It sounds obvious. That’s what night is. The sun has set and when you look up at the sky, it’s black. Except where there’s a star, of course. The stars are bright and shiny.
But wait. Imagine you are deep in a forest. All around you there are trees. Wherever you look, you are looking at a tree. Maybe a big tree close up or a bunch of small trees further away. Surely it should be the same with stars. We’re deep in the universe and whatever direction we look in, there ought to be stars there—billions and billions and billions of them. You would have thought that they'd fill the whole night sky, with the more distant ones fainter but more numerous.
Olbers’s Paradox
This is called “Olbers’s Paradox“ after a 19th-century astronomer, although the conundrum was around for a couple of centuries before him. And the answer—at least, now—is fairly clear.

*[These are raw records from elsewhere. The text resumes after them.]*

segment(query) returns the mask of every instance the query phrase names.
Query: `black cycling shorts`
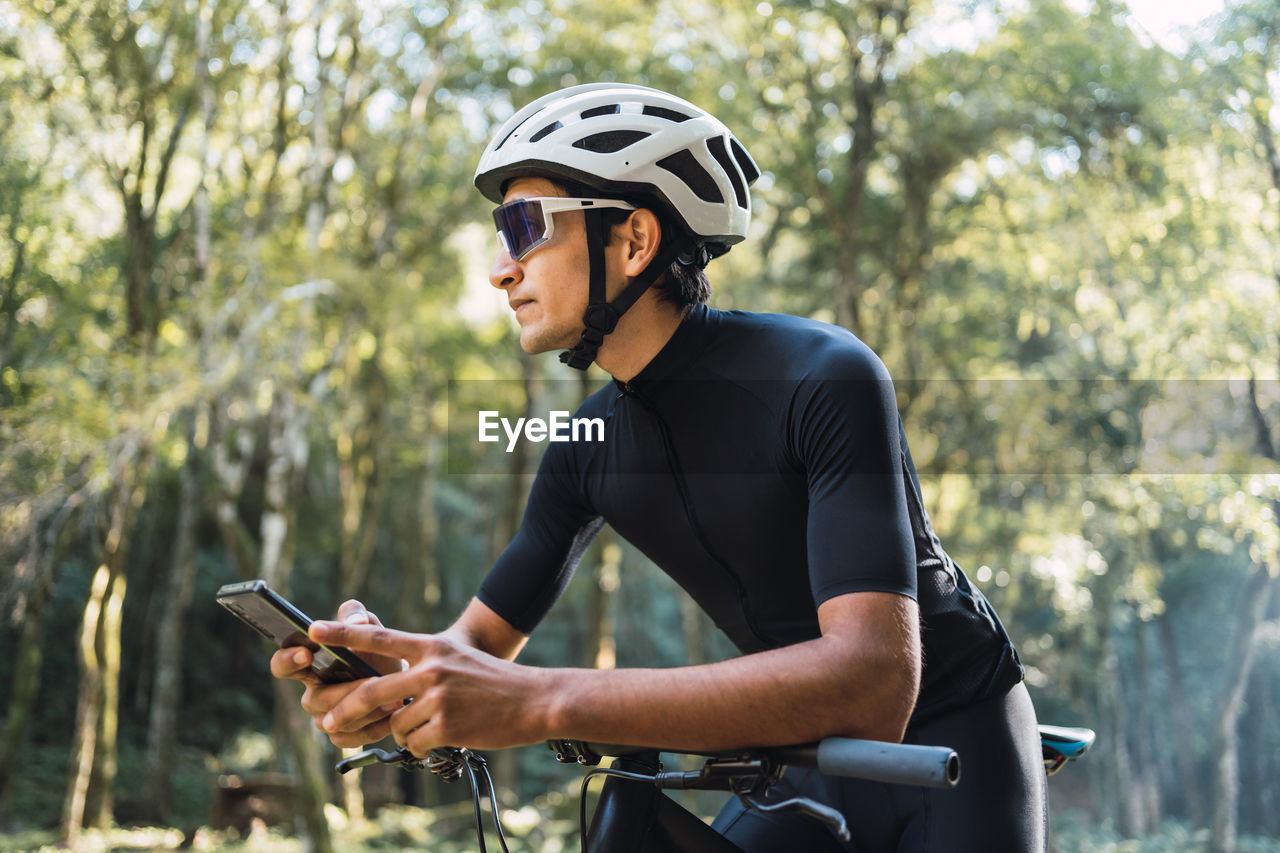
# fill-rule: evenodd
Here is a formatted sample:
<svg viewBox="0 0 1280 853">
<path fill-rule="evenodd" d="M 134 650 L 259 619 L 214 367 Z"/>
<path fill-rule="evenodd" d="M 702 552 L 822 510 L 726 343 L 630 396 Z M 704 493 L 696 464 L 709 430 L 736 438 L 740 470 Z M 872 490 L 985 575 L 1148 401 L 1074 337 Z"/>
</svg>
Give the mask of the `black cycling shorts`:
<svg viewBox="0 0 1280 853">
<path fill-rule="evenodd" d="M 810 817 L 762 815 L 736 798 L 713 826 L 745 853 L 1043 853 L 1044 763 L 1036 710 L 1023 684 L 909 729 L 905 742 L 955 749 L 960 783 L 936 790 L 791 767 L 772 789 L 771 800 L 809 797 L 838 809 L 852 833 L 849 843 Z"/>
</svg>

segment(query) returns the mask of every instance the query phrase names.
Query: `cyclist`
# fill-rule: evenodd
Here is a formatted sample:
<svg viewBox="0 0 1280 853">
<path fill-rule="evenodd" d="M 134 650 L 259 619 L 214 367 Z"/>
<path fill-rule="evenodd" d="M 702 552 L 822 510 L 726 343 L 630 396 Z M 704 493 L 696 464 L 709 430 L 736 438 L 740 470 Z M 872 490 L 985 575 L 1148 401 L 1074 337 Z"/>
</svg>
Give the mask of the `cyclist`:
<svg viewBox="0 0 1280 853">
<path fill-rule="evenodd" d="M 650 88 L 575 86 L 508 119 L 476 187 L 499 204 L 490 283 L 527 352 L 564 347 L 613 377 L 579 415 L 603 442 L 553 443 L 518 533 L 438 635 L 381 628 L 358 602 L 314 638 L 389 672 L 307 683 L 342 747 L 393 734 L 498 748 L 549 738 L 721 749 L 831 735 L 954 747 L 957 789 L 791 770 L 788 795 L 842 811 L 842 848 L 808 818 L 731 800 L 744 850 L 1041 850 L 1044 772 L 1023 667 L 940 544 L 877 356 L 847 330 L 708 307 L 703 268 L 744 240 L 758 169 L 699 108 Z M 608 521 L 663 567 L 741 657 L 669 670 L 515 663 Z M 406 699 L 412 702 L 404 703 Z"/>
</svg>

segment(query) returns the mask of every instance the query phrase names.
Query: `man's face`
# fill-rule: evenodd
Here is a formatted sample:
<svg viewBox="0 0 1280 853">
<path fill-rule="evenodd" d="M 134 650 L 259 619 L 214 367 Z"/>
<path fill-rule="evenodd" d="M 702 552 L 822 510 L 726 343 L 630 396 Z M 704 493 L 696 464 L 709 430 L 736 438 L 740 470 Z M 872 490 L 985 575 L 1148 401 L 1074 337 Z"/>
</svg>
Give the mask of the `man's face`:
<svg viewBox="0 0 1280 853">
<path fill-rule="evenodd" d="M 564 196 L 545 178 L 516 178 L 503 202 L 536 196 Z M 489 283 L 506 291 L 520 323 L 525 352 L 570 348 L 582 333 L 588 302 L 589 257 L 586 225 L 579 210 L 557 213 L 550 240 L 515 261 L 499 248 Z"/>
</svg>

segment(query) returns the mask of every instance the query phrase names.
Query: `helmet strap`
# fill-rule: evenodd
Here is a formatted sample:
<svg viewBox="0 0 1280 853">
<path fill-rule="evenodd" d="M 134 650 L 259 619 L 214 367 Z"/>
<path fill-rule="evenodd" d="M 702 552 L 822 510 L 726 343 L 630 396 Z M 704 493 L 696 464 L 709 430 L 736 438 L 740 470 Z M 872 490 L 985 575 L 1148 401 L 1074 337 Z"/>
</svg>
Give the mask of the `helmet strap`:
<svg viewBox="0 0 1280 853">
<path fill-rule="evenodd" d="M 586 370 L 595 361 L 604 336 L 613 332 L 618 320 L 636 300 L 658 280 L 658 277 L 671 266 L 671 263 L 680 256 L 686 247 L 680 241 L 668 241 L 658 248 L 649 265 L 631 283 L 618 293 L 618 298 L 609 302 L 604 287 L 604 231 L 599 214 L 603 210 L 585 210 L 586 214 L 586 251 L 590 264 L 590 282 L 588 286 L 586 311 L 582 314 L 582 337 L 572 350 L 561 352 L 561 361 L 575 370 Z"/>
</svg>

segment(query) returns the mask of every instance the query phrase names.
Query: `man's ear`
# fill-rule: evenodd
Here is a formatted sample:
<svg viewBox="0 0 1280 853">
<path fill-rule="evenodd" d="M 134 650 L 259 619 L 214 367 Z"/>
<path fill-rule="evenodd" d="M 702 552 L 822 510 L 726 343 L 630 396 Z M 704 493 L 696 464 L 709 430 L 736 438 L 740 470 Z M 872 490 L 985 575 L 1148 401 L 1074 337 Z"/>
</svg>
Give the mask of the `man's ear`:
<svg viewBox="0 0 1280 853">
<path fill-rule="evenodd" d="M 649 261 L 658 254 L 662 243 L 662 225 L 658 216 L 648 207 L 634 211 L 627 220 L 618 225 L 616 234 L 622 243 L 622 273 L 634 278 L 643 273 Z"/>
</svg>

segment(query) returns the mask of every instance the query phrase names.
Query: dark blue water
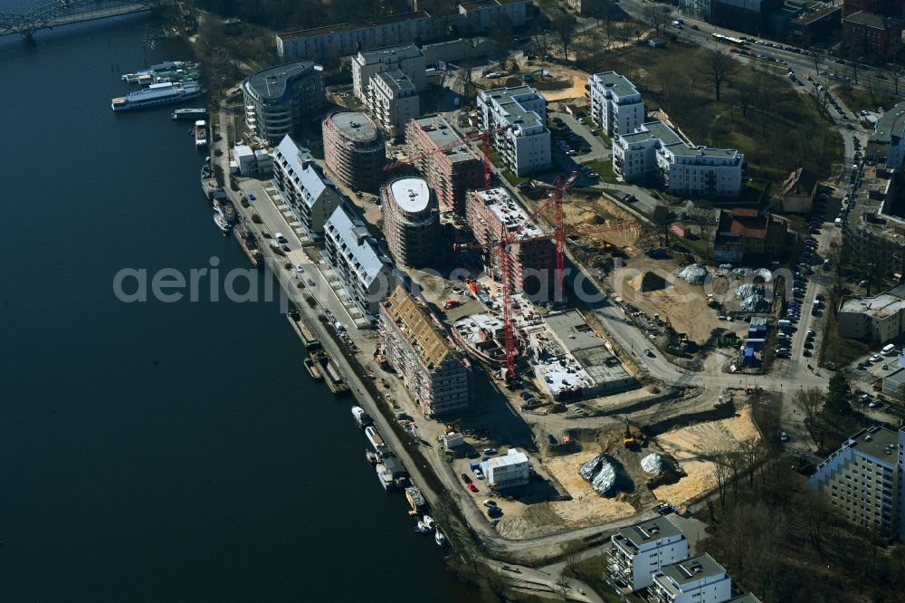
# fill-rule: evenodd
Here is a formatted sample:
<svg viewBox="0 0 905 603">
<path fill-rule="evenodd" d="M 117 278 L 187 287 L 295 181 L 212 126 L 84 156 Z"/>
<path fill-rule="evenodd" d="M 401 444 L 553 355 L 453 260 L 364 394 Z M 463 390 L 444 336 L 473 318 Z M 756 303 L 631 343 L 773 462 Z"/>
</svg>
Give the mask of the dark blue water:
<svg viewBox="0 0 905 603">
<path fill-rule="evenodd" d="M 276 303 L 123 303 L 122 268 L 245 268 L 147 22 L 0 39 L 0 599 L 464 600 Z"/>
</svg>

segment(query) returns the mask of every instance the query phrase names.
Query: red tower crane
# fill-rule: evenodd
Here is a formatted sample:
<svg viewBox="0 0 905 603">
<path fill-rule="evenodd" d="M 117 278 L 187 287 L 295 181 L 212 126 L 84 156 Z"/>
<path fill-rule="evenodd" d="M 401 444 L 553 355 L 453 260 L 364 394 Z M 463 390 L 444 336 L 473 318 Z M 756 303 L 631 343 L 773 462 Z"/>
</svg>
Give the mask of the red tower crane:
<svg viewBox="0 0 905 603">
<path fill-rule="evenodd" d="M 532 212 L 524 222 L 519 225 L 518 227 L 513 230 L 507 230 L 505 224 L 500 224 L 500 236 L 498 240 L 483 244 L 459 244 L 453 247 L 456 251 L 475 251 L 486 249 L 491 251 L 491 253 L 495 253 L 499 255 L 500 272 L 502 280 L 503 345 L 506 356 L 507 380 L 512 379 L 516 374 L 515 321 L 512 319 L 512 262 L 514 262 L 514 259 L 510 254 L 508 247 L 512 244 L 524 244 L 533 241 L 548 241 L 552 238 L 556 242 L 557 246 L 557 289 L 554 291 L 554 295 L 556 296 L 555 299 L 561 299 L 566 263 L 566 232 L 563 225 L 562 197 L 563 192 L 575 184 L 575 181 L 577 178 L 577 172 L 572 172 L 572 175 L 565 182 L 563 181 L 562 177 L 557 177 L 556 179 L 556 188 L 554 188 L 550 196 L 547 198 L 547 200 L 540 204 L 540 206 L 538 206 L 538 208 L 534 210 L 534 212 Z M 551 205 L 554 206 L 556 214 L 556 226 L 554 232 L 552 234 L 548 233 L 545 234 L 538 234 L 536 236 L 519 238 L 519 234 L 529 225 L 534 224 L 538 216 Z M 632 228 L 637 228 L 637 225 L 634 224 L 620 224 L 612 226 L 591 226 L 573 229 L 568 233 L 568 235 L 593 234 L 595 233 L 628 230 Z"/>
<path fill-rule="evenodd" d="M 459 139 L 454 142 L 451 142 L 448 145 L 443 145 L 443 147 L 432 148 L 424 153 L 419 153 L 413 157 L 407 157 L 405 159 L 400 159 L 399 161 L 394 161 L 393 163 L 388 163 L 386 166 L 384 166 L 384 170 L 389 171 L 392 169 L 397 169 L 399 168 L 402 168 L 403 166 L 415 165 L 416 163 L 418 163 L 418 161 L 424 159 L 424 158 L 428 158 L 436 155 L 438 153 L 443 153 L 445 151 L 452 150 L 456 147 L 461 147 L 462 145 L 465 145 L 471 150 L 471 146 L 469 145 L 469 143 L 477 140 L 478 139 L 481 139 L 481 142 L 483 143 L 483 151 L 484 151 L 484 188 L 490 188 L 491 185 L 491 137 L 494 134 L 497 134 L 498 132 L 509 129 L 510 128 L 511 128 L 510 125 L 505 125 L 505 126 L 500 126 L 500 128 L 492 128 L 491 129 L 482 129 L 474 132 L 473 134 L 470 134 L 466 137 Z"/>
</svg>

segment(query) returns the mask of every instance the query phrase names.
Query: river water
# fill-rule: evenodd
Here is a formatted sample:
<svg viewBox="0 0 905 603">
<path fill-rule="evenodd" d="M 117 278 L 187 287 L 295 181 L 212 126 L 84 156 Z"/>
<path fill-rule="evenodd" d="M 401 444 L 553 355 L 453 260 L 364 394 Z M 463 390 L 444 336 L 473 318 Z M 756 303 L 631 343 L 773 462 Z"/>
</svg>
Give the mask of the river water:
<svg viewBox="0 0 905 603">
<path fill-rule="evenodd" d="M 0 599 L 472 599 L 276 302 L 114 296 L 248 266 L 173 108 L 110 110 L 119 73 L 188 58 L 152 31 L 0 38 Z"/>
</svg>

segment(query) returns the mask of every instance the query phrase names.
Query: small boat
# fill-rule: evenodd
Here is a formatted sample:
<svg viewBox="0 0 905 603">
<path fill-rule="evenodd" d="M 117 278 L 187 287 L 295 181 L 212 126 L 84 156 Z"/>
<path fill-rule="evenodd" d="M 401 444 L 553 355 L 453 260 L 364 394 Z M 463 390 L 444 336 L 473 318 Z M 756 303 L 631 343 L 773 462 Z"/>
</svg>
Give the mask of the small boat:
<svg viewBox="0 0 905 603">
<path fill-rule="evenodd" d="M 317 362 L 310 358 L 305 359 L 305 368 L 308 370 L 308 374 L 311 376 L 312 379 L 319 381 L 324 378 L 324 376 L 320 374 L 320 368 L 318 367 Z"/>
<path fill-rule="evenodd" d="M 359 427 L 367 427 L 374 423 L 370 415 L 365 412 L 361 407 L 352 407 L 352 418 L 355 419 Z"/>
<path fill-rule="evenodd" d="M 217 225 L 217 228 L 219 228 L 224 233 L 224 234 L 229 232 L 230 229 L 229 223 L 226 222 L 226 219 L 224 218 L 223 215 L 220 215 L 220 214 L 214 215 L 214 223 Z"/>
<path fill-rule="evenodd" d="M 377 463 L 375 465 L 375 470 L 377 472 L 377 479 L 380 480 L 380 485 L 384 487 L 384 490 L 392 490 L 395 484 L 393 483 L 393 474 L 383 463 Z"/>
</svg>

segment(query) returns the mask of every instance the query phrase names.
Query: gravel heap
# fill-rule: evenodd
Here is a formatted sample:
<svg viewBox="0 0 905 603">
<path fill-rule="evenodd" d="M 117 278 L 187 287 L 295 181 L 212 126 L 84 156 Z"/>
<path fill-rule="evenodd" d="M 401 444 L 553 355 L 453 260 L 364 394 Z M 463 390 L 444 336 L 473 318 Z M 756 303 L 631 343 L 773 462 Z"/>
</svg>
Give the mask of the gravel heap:
<svg viewBox="0 0 905 603">
<path fill-rule="evenodd" d="M 652 475 L 660 475 L 666 471 L 666 459 L 662 455 L 653 453 L 641 459 L 641 468 Z"/>
<path fill-rule="evenodd" d="M 601 494 L 608 493 L 616 483 L 616 469 L 606 459 L 606 455 L 597 455 L 581 465 L 578 474 Z"/>
<path fill-rule="evenodd" d="M 684 268 L 679 269 L 676 276 L 689 284 L 704 284 L 704 279 L 707 278 L 707 268 L 700 263 L 690 263 Z"/>
</svg>

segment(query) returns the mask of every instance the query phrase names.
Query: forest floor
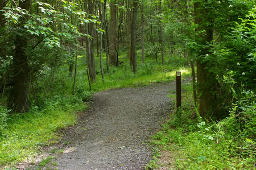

The reason the night sky isn’t just a blaze of light is because the universe isn’t infinite and static. If it were, if the stars went on forever, and if they had been there forever in time, we would see a bright night sky. The fact that we don’t tells us something very fundamental about the universe we live in.
A limit to the universe may seem a natural explanation—if you were in a forest and you could see a gap in the trees, for example, you might surmise that you were near the edge. But it’s dark on all sides of us, which would mean not just that the universe is bounded, but that we’re in the middle of it, which is pretty implausible.
Alternatively, the universe could be limited in time, meaning that light from far-away stars hasn’t had time to reach us yet.
Blame the Doppler Effect
But actually the explanation is neither of these. Light from the far-away stars gets fainter because the universe is expanding.